Así errabundo viviera
sintiendo toda quimera
rauda huir,
y hasta olvidando la hora
incierta y aterradora
de morir.

III
Mas no parto. Si partiera,
al instante yo quisiera
regresar.

¡Ah! ¿Cuándo querrá el destino
que yo pueda en mi camino
reposar?

 

(Gina Picart Baluja)



[1] “Antonio Maceo llegó a La Habana el 5 de febrero de 1890 y el 20 de julio del mismo año partió por mar desde el Surgidero de Batabanó con destino a Santiago de Cuba. Se desconocen las veces que coincidió con Casal en esos cinco meses. Deben haberse visto y conversado en el café El Louvre, en el restaurante Metropolitan, contiguo al hotel Inglaterra, y en las tertulias que la revista El Fígaro sostenía en su sede de la librería de Obispo, en las que eran habituales los jóvenes escritores y periodistas del momento y a las que, aseguraba José Luciano Franco, también concurría Maceo.” Tomado de la crónica de Ciro Bianchi Casal pensó en la manigua

[2] En días de la Guerra Grande fue, en la región occidental de la Isla, representante de la Junta Revolucionaria de Nueva York y en la del 95 delegada del Partido Revolucionario Cubano.
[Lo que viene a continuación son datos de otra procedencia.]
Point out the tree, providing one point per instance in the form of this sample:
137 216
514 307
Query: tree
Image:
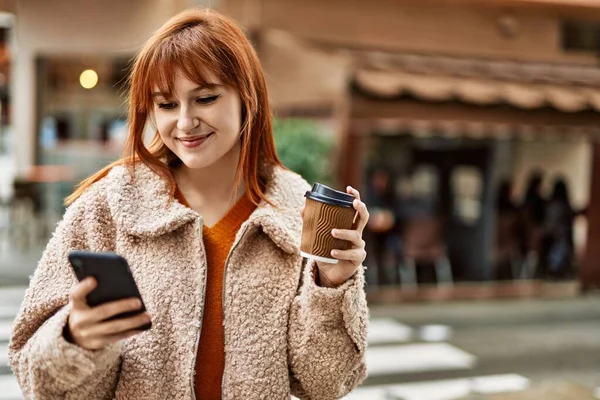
304 147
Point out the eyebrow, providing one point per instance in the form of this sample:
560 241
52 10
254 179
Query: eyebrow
210 86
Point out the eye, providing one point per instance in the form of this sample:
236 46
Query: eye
167 106
207 100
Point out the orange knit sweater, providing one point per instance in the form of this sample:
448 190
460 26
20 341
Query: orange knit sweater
211 353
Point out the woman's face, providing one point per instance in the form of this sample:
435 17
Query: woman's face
200 124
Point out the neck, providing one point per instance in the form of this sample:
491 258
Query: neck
213 184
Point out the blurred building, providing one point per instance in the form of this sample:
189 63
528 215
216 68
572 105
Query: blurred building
462 93
455 94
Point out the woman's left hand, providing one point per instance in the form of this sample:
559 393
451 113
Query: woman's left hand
333 275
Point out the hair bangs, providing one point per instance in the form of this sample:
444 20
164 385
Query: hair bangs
187 53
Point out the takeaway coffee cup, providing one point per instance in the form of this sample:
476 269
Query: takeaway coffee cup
326 209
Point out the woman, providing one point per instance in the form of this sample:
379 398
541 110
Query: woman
209 221
510 235
558 242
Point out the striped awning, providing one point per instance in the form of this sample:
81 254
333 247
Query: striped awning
528 86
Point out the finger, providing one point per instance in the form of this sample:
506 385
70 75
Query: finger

La llamaron «la delegada» y también «la generala». Fue en la contienda correo y agente de las tropas mambisas. En 1898, víctima de una delación, las autoridades españolas la confinaron en la Casa de Recogidas, donde permaneció hasta el fin de la guerra. Ya en la paz se le confirió el grado de comandante del Ejército Libertador. Falleció en 1937 a los 91 años de edad. Esa es la mujer a la que Casal confesó su admiración por Antonio Maceo y su convencimiento: «dentro de un año estaremos en la manigua». (Ciro Bianchi, Op. Cit.)